Wright se détache ainsi de ses références, mais surtout fait preuve d'une grande maîtrise de son œuvre. Les effets sont moins outranciers que précédemment (du fait bien sûr du sérieux qu'appelle le film), la mise en scène excellemment déployée, et la reconstitution est aussi impressionnante, immersive, que celle de Once Upon a Time... in Hollywood, pour continuer la comparaison. A ce titre, la découverte des années 60 par Éloïse est un vrai moment de cinéma fascinant, étouffant presque le spectateur par ses détails foisonnant et sa soudaine musique assourdissante.

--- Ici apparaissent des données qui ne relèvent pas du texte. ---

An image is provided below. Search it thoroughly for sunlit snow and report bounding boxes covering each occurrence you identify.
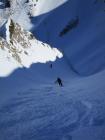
[29,0,68,16]
[0,19,63,77]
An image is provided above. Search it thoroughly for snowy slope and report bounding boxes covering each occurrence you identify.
[0,0,105,140]
[0,18,62,77]
[29,0,68,16]
[33,0,105,75]
[0,64,105,140]
[0,0,67,30]
[0,0,32,30]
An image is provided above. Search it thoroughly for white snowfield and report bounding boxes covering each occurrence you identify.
[29,0,68,16]
[0,19,62,77]
[0,0,105,140]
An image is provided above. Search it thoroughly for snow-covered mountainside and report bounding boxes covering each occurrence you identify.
[32,0,105,75]
[0,0,32,29]
[0,18,62,77]
[0,1,105,140]
[0,0,67,30]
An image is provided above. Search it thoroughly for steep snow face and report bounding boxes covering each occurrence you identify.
[0,0,67,30]
[0,1,105,140]
[29,0,68,17]
[0,19,62,77]
[33,0,105,75]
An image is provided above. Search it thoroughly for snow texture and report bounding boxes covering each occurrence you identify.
[0,0,105,140]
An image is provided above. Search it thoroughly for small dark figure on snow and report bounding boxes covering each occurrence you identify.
[50,64,52,68]
[55,77,63,87]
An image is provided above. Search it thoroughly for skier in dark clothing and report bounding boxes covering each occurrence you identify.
[55,77,63,87]
[50,64,52,68]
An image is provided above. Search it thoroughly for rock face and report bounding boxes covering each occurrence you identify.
[0,19,63,77]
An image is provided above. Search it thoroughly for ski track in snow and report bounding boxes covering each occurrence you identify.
[0,85,105,140]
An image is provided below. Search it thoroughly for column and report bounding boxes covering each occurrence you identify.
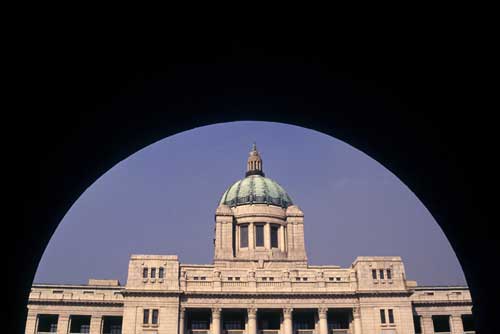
[249,223,255,250]
[90,315,102,334]
[211,308,221,334]
[279,225,285,251]
[179,308,185,334]
[420,315,434,334]
[352,307,362,334]
[283,308,293,334]
[450,314,464,334]
[248,308,257,334]
[57,314,70,334]
[264,223,271,249]
[318,308,328,334]
[24,310,38,334]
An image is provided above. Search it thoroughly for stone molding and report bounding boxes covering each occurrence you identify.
[412,301,473,307]
[28,300,124,307]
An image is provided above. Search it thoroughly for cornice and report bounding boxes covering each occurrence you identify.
[182,291,357,299]
[28,300,123,307]
[122,290,183,297]
[412,300,473,307]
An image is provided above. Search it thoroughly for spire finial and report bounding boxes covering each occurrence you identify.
[245,143,264,177]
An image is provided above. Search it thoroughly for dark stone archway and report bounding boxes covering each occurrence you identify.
[11,31,495,333]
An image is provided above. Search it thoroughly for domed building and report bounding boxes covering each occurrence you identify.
[25,145,474,334]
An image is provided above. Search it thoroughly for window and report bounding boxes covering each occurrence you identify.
[152,309,159,324]
[70,315,90,334]
[200,276,206,280]
[380,309,386,324]
[151,267,156,278]
[271,224,279,248]
[329,277,334,281]
[193,277,199,280]
[388,309,394,323]
[159,267,164,279]
[262,277,267,281]
[432,315,450,333]
[37,314,59,333]
[296,277,301,281]
[192,320,209,329]
[413,316,422,333]
[372,269,377,279]
[379,269,385,279]
[302,277,308,281]
[387,269,392,279]
[225,320,244,330]
[255,224,264,247]
[462,314,475,332]
[143,268,148,279]
[240,224,248,248]
[235,277,240,281]
[269,277,274,281]
[143,309,150,324]
[336,277,341,281]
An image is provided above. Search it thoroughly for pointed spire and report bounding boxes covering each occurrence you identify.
[246,142,265,177]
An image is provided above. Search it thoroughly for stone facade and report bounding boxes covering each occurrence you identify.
[25,146,474,334]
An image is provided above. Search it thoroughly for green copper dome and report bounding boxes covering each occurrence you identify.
[219,174,294,208]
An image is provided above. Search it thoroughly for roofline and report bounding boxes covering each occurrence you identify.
[32,283,123,290]
[414,285,469,290]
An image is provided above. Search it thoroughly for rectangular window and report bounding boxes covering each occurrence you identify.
[151,267,156,278]
[387,269,392,279]
[380,309,386,324]
[461,314,475,332]
[255,224,264,247]
[271,224,279,248]
[158,267,164,279]
[143,309,149,324]
[200,276,206,280]
[269,277,274,281]
[152,309,159,324]
[37,314,59,333]
[388,309,394,323]
[143,268,148,279]
[192,320,209,329]
[372,269,377,279]
[193,277,199,280]
[69,315,91,334]
[432,315,451,332]
[228,277,233,281]
[240,224,248,248]
[413,315,422,333]
[379,269,385,279]
[235,277,240,281]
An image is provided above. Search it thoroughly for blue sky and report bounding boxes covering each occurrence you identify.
[34,121,466,286]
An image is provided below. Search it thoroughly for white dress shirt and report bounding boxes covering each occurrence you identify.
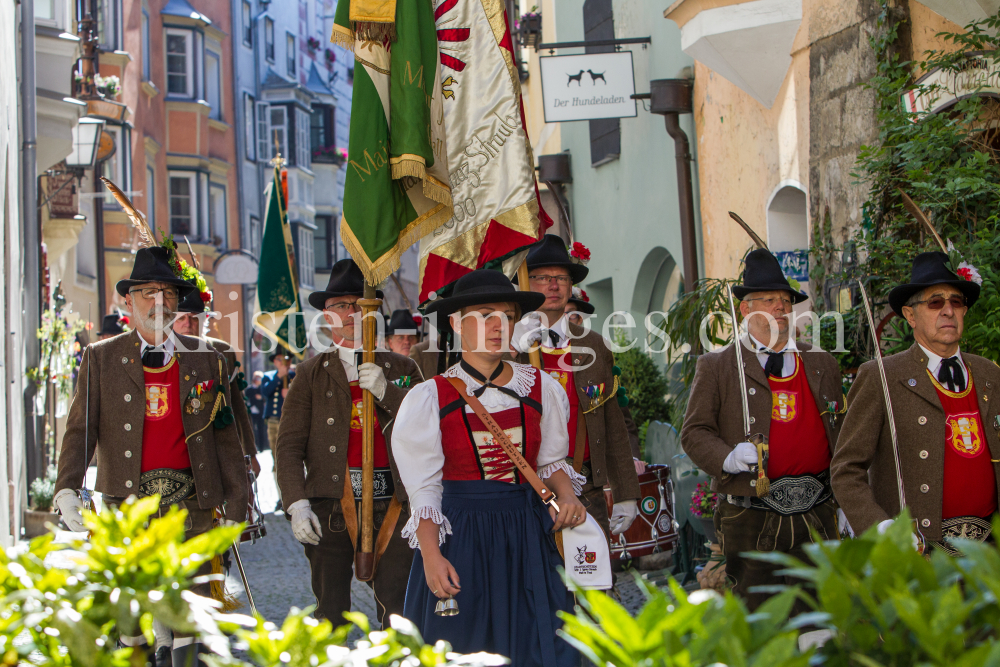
[392,360,582,548]
[747,334,798,379]
[136,329,176,362]
[336,343,360,381]
[511,313,572,354]
[918,344,968,388]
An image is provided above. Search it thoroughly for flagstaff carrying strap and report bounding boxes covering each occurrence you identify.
[340,464,403,582]
[572,410,587,474]
[445,376,558,507]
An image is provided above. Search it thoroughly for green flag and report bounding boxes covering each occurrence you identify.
[254,167,307,358]
[332,0,452,286]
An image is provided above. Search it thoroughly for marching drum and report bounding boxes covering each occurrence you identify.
[603,463,678,561]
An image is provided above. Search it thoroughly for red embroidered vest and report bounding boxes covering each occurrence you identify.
[540,347,589,461]
[347,381,389,467]
[140,358,191,472]
[930,371,997,519]
[765,356,831,478]
[433,368,543,483]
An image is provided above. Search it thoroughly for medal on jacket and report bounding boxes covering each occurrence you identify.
[584,383,604,410]
[186,380,215,414]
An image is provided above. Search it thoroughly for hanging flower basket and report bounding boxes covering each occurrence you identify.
[324,48,335,64]
[518,13,541,49]
[311,145,346,166]
[307,36,321,52]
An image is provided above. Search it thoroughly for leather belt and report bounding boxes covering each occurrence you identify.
[136,468,196,506]
[727,470,832,516]
[930,516,993,556]
[349,467,394,500]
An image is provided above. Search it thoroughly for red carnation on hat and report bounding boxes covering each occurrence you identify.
[200,291,212,303]
[570,242,591,265]
[579,289,590,303]
[412,313,423,327]
[119,315,130,326]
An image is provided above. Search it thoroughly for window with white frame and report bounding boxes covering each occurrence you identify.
[250,215,262,257]
[244,93,256,161]
[101,125,130,209]
[169,173,197,236]
[269,105,288,160]
[210,184,227,247]
[297,226,315,288]
[206,51,221,119]
[295,108,310,168]
[242,1,252,46]
[165,29,194,97]
[146,165,155,232]
[264,17,275,61]
[141,10,151,81]
[286,32,296,76]
[256,101,271,161]
[97,0,122,51]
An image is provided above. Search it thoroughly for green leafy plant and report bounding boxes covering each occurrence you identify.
[28,465,58,511]
[613,335,670,429]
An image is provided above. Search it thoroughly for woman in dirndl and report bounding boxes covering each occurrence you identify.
[392,269,587,667]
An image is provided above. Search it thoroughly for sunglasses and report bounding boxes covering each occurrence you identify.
[912,294,967,310]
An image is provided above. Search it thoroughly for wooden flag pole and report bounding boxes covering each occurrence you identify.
[517,259,542,369]
[355,282,381,579]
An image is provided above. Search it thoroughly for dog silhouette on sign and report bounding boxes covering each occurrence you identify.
[587,70,606,84]
[567,70,584,86]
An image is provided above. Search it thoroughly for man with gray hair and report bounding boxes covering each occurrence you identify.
[681,248,842,610]
[832,251,1000,555]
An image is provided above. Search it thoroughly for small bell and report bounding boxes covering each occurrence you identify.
[434,596,459,616]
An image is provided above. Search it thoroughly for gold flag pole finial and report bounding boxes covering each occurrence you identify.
[270,130,286,169]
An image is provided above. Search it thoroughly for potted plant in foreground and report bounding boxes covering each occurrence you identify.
[690,480,718,544]
[24,465,60,538]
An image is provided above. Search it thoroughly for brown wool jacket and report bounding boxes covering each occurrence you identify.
[55,330,249,521]
[681,340,844,498]
[516,324,641,503]
[274,349,420,507]
[831,343,1000,541]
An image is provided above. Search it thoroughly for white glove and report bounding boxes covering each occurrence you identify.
[609,500,638,535]
[722,442,758,474]
[358,362,387,401]
[288,499,322,545]
[877,518,920,550]
[512,312,544,353]
[219,519,241,529]
[54,488,86,532]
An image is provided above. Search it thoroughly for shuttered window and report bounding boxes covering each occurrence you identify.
[583,0,620,166]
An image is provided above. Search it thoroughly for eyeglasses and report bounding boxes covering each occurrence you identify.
[529,275,572,285]
[130,287,179,301]
[913,294,967,310]
[745,296,793,309]
[324,302,361,314]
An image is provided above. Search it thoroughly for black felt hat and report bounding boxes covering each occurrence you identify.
[732,248,808,304]
[177,279,210,313]
[268,343,293,362]
[308,259,384,310]
[567,287,596,315]
[517,234,589,285]
[888,251,980,316]
[385,309,421,336]
[98,313,125,336]
[425,269,545,319]
[116,246,197,297]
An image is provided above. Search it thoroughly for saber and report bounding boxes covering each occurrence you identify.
[230,543,257,616]
[726,283,769,496]
[856,280,907,513]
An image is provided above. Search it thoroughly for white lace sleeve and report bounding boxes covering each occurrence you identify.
[400,506,454,549]
[538,460,586,496]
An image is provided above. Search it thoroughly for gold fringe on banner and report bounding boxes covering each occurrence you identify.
[210,554,241,612]
[341,202,453,286]
[351,0,396,42]
[355,22,397,44]
[330,22,355,48]
[390,157,453,207]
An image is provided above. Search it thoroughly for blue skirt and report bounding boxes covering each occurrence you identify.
[403,480,577,667]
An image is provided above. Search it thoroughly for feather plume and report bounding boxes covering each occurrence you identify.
[183,236,201,271]
[728,212,768,250]
[897,188,947,253]
[100,177,155,248]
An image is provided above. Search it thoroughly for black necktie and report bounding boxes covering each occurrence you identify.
[938,357,966,392]
[142,346,165,369]
[460,360,520,400]
[763,351,784,378]
[546,329,561,348]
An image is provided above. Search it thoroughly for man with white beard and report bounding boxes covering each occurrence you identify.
[53,245,248,667]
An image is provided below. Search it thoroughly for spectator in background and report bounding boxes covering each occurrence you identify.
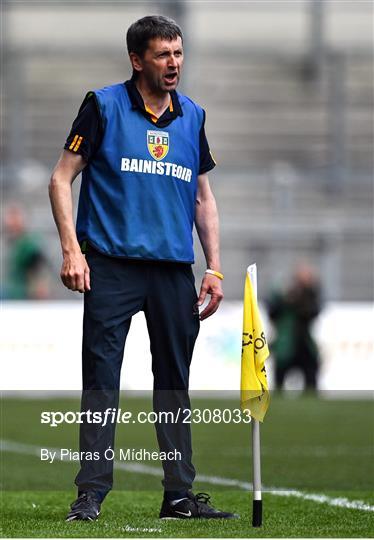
[267,262,321,391]
[3,203,50,300]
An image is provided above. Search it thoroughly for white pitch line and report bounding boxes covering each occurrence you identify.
[1,439,373,513]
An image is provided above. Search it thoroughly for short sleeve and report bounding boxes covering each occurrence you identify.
[199,110,216,175]
[64,93,103,161]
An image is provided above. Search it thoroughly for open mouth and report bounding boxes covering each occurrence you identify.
[164,72,177,83]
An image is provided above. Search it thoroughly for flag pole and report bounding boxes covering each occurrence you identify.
[247,264,262,527]
[251,419,262,526]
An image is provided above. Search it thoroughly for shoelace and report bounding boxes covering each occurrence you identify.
[71,492,98,511]
[194,492,212,506]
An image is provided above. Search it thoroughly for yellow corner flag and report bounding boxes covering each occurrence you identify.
[240,264,270,422]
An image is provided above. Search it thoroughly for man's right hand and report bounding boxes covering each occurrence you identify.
[60,251,91,293]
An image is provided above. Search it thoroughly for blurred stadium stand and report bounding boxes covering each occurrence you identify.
[1,0,373,301]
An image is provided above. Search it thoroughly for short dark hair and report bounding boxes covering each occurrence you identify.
[126,15,183,58]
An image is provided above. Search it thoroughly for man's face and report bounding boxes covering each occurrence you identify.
[131,36,183,94]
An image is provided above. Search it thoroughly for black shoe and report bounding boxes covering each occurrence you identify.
[66,491,101,522]
[159,491,239,519]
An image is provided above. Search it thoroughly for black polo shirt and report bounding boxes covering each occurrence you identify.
[65,80,216,175]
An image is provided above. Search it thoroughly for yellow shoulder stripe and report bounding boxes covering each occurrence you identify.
[73,136,83,152]
[69,134,79,150]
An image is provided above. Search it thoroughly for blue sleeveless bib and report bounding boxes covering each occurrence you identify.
[76,83,203,263]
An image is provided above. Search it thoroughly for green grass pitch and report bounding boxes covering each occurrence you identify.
[1,395,373,537]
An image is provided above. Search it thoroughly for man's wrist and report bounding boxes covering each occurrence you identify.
[205,269,224,280]
[62,241,82,257]
[206,260,221,272]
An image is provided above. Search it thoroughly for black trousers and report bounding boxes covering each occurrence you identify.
[75,248,200,498]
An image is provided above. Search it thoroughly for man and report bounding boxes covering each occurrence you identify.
[49,15,236,521]
[267,263,321,391]
[3,203,50,300]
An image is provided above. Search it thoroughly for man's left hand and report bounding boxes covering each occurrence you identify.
[196,274,224,321]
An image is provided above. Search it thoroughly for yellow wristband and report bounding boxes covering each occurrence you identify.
[205,269,224,280]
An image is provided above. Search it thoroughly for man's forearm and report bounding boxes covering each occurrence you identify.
[48,151,86,255]
[49,151,90,292]
[194,176,224,320]
[49,173,80,255]
[195,191,221,271]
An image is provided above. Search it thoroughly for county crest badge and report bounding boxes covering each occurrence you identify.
[147,130,169,161]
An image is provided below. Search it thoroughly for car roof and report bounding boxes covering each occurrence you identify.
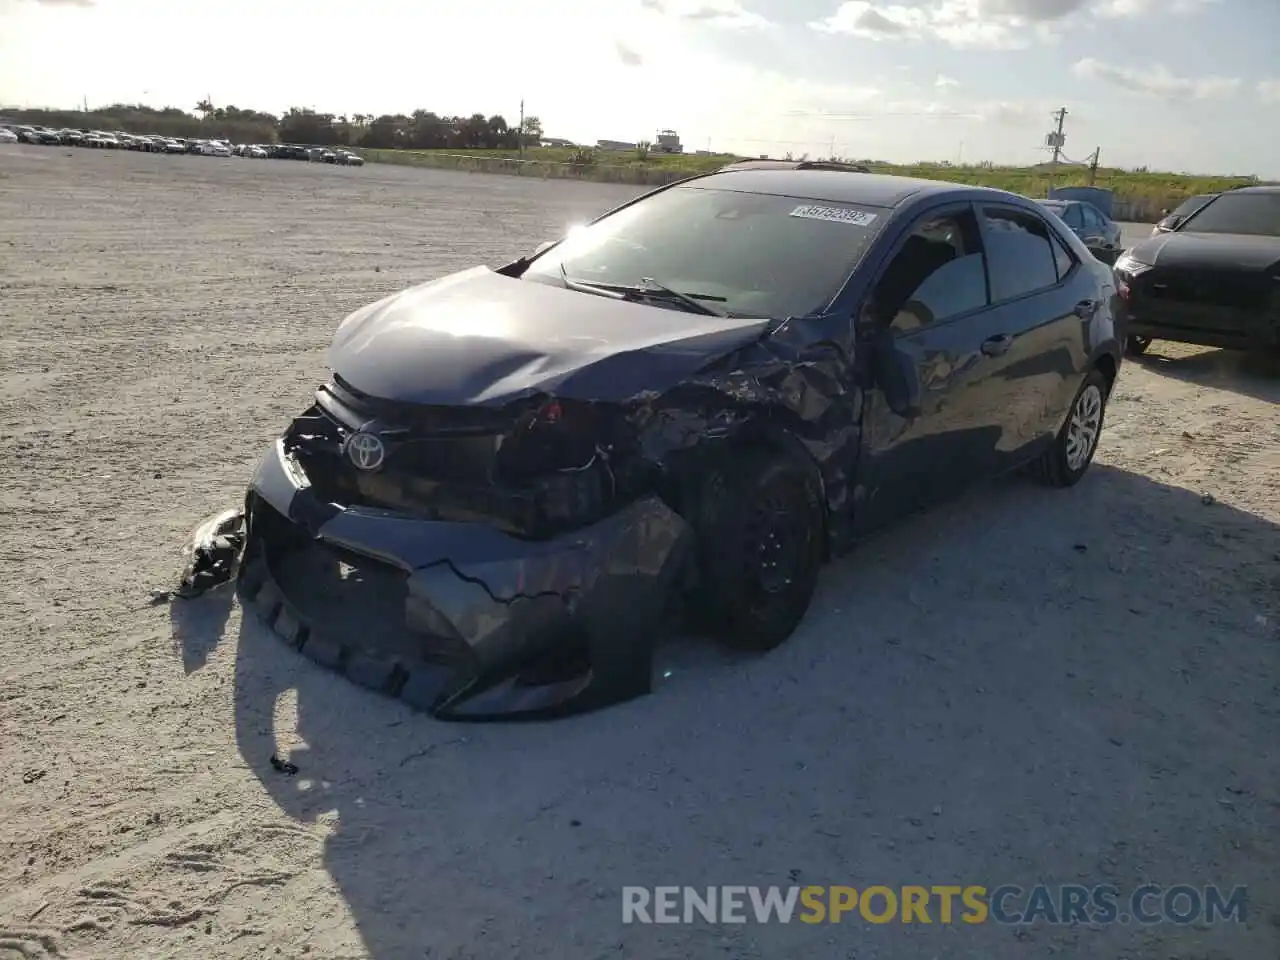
[1224,185,1280,195]
[687,167,1007,208]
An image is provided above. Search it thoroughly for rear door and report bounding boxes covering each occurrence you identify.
[1060,203,1085,234]
[856,203,1010,527]
[975,203,1093,468]
[1079,204,1119,262]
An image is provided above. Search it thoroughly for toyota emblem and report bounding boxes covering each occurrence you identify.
[345,431,386,472]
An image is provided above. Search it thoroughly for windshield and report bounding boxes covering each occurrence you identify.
[1171,194,1214,219]
[1038,201,1068,214]
[1180,192,1280,237]
[523,185,887,319]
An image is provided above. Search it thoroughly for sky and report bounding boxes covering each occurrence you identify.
[1,0,1277,175]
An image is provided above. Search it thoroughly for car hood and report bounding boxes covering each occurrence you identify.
[1127,231,1280,272]
[328,266,773,406]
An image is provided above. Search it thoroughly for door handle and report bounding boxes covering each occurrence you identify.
[1074,299,1099,319]
[980,334,1012,357]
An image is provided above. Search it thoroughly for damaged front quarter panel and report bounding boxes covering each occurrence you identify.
[624,313,862,551]
[174,311,860,721]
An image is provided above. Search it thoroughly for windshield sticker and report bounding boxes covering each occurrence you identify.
[789,204,878,226]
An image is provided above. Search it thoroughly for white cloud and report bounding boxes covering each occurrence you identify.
[809,0,1073,48]
[1094,0,1216,17]
[810,0,1215,47]
[615,40,644,66]
[934,73,961,89]
[639,0,771,28]
[1258,78,1280,103]
[1072,58,1240,100]
[810,3,928,40]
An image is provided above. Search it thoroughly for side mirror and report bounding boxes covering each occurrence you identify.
[870,327,922,419]
[1157,214,1181,231]
[533,240,557,256]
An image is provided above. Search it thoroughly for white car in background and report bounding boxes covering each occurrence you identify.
[245,145,268,159]
[200,141,232,157]
[0,128,17,143]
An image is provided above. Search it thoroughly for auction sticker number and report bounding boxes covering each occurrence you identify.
[789,204,879,226]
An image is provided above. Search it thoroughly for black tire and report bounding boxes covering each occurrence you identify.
[693,449,825,651]
[1125,335,1152,357]
[1029,368,1110,488]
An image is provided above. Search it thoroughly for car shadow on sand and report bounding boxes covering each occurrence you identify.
[1134,346,1280,404]
[170,587,235,674]
[178,464,1280,960]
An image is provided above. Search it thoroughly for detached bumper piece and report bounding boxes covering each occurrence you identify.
[181,441,691,721]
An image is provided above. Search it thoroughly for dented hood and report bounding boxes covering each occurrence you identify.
[328,266,773,405]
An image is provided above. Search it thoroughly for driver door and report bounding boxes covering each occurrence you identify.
[855,203,1010,531]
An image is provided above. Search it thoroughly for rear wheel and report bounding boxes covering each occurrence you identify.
[1029,368,1109,488]
[694,449,825,651]
[1125,335,1152,357]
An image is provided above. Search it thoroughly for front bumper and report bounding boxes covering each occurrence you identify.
[1116,262,1280,352]
[182,439,692,721]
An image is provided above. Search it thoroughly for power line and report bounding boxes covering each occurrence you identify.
[785,110,981,120]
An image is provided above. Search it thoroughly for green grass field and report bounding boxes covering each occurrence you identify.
[361,146,1261,221]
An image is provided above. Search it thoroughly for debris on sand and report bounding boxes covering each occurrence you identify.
[176,508,247,598]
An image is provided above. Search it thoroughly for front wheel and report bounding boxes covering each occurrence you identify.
[1125,335,1152,357]
[693,449,825,652]
[1029,369,1110,488]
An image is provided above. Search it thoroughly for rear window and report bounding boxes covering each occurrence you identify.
[523,185,889,320]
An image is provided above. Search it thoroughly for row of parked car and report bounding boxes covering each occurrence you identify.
[0,124,364,165]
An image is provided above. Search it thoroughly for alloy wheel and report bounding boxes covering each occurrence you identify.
[1065,384,1103,471]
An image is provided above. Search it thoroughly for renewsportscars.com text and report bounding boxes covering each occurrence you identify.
[621,884,1247,926]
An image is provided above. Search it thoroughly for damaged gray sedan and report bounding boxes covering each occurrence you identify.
[180,159,1123,721]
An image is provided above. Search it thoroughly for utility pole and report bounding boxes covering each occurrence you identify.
[1088,147,1100,186]
[1046,106,1067,196]
[518,99,525,161]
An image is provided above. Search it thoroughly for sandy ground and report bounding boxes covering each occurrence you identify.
[1,144,1278,960]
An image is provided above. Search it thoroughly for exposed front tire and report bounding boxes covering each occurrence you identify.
[1029,368,1110,488]
[1125,335,1152,357]
[694,449,825,652]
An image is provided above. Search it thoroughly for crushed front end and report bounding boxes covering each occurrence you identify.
[181,378,692,721]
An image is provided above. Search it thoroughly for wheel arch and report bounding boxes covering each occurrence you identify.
[670,419,839,563]
[1093,349,1119,394]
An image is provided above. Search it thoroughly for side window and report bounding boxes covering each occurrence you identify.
[979,206,1060,302]
[873,208,988,334]
[1062,204,1084,230]
[1050,229,1077,281]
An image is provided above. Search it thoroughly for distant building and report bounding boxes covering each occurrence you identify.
[596,139,637,151]
[654,129,683,153]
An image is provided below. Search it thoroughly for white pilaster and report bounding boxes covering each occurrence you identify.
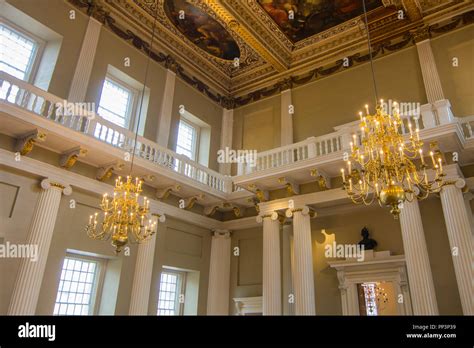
[219,108,234,175]
[280,89,293,146]
[207,230,231,315]
[415,39,445,103]
[282,223,294,315]
[68,17,102,102]
[399,199,439,314]
[464,193,473,235]
[129,214,161,315]
[156,69,176,147]
[439,181,474,315]
[257,213,282,315]
[286,206,316,315]
[8,179,72,315]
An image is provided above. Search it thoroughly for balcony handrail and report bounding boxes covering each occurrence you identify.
[0,71,231,193]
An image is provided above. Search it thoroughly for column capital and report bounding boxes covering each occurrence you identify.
[285,206,317,218]
[151,213,166,223]
[211,229,231,238]
[256,211,279,223]
[40,178,72,195]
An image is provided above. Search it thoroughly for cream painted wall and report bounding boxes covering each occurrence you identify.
[232,94,282,153]
[0,169,212,315]
[6,0,88,99]
[292,46,427,141]
[229,227,263,314]
[149,217,212,315]
[431,25,474,117]
[169,79,223,171]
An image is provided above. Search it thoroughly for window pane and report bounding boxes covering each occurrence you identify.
[0,24,36,80]
[97,78,132,129]
[0,24,37,102]
[157,271,183,316]
[176,120,197,160]
[53,257,99,316]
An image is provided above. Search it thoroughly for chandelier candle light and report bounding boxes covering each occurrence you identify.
[340,0,446,217]
[85,6,162,253]
[86,176,158,253]
[341,101,446,217]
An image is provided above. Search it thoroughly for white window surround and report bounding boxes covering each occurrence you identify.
[177,109,211,167]
[328,250,413,316]
[53,253,106,316]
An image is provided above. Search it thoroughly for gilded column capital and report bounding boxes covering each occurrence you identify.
[40,178,72,196]
[411,26,431,43]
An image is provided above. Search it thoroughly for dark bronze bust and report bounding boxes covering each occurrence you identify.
[358,227,377,250]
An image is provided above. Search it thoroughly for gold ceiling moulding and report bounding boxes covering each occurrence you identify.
[68,0,473,109]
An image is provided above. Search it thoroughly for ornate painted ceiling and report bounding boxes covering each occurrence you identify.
[70,0,474,108]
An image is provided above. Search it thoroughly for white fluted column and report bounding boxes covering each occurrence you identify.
[219,108,234,175]
[399,199,439,314]
[8,179,71,315]
[439,180,473,315]
[156,69,176,147]
[129,214,165,314]
[257,212,282,315]
[282,223,294,315]
[286,206,316,315]
[280,89,293,146]
[68,16,102,102]
[415,39,445,103]
[207,230,231,315]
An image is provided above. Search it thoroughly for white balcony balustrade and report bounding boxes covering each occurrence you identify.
[0,72,230,194]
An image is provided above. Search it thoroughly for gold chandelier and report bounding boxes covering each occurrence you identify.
[86,176,159,253]
[85,7,162,253]
[341,0,446,217]
[341,102,446,217]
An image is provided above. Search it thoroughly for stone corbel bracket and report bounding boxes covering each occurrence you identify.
[278,176,300,196]
[96,161,124,181]
[310,169,331,190]
[285,206,317,219]
[247,184,269,202]
[204,202,244,218]
[247,197,261,214]
[156,184,181,200]
[14,130,46,156]
[181,194,205,210]
[141,174,155,183]
[59,147,87,169]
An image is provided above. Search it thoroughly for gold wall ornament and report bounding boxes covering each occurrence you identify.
[85,176,157,253]
[59,147,87,169]
[340,102,446,218]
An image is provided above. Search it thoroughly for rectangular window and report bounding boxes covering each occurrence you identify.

Parfois, cela devient même tape-à-l’œil, comme clairement la séquence de la danse, mais le soufflé ne retombe jamais, même avec le lieu commun du miroir comme représentation et barrière du double, lieu commun qu'il intègre intelligemment dans certaines scènes clés du métrage, et notamment avec sa photographie psychédélique, qui, au-delà d'être belle ou de simplement citer de l'Argento, joue des couleurs primaires, le rouge, le vert et le bleu: le vert convie comme dans Sueurs froides le passé, associé à Sandy, mais un passé annonçant la répulsion quand Éloïse commence à rejeter son alter ego, le rouge, sinon simplement bien sûr la couleur de la passion et de la passion fatale, celle d'un passé bien plus idéalisé puisque c'est la couleur qui berce Éloïse vers son rêve, et de la beauté, et le bleu, lui, montre une froide distance qui domine la fin du long-métrage. Au-delà de ces symboliques de couleurs assez simples, Wright surtout les mêle pour créer l'image fantasmée de Sandy qui se détériore au fil du long-métrage en reflet de celle d’Éloïse.
Last Night in Soho est ainsi l’œuvre qui marque un changement dans la filmographie d'Edgar Wright, où il abandonne la comédie pour l'horreur (avec une pointe d'humour cependant de temps en temps tout de même), les références écrasantes pour la reformulation et la véritable création, non sans défauts ou lourdeur parfois (la figure fantomatique de la mère), mais avec une certaine maîtrise de son œuvre et particulièrement de sa mise en scène.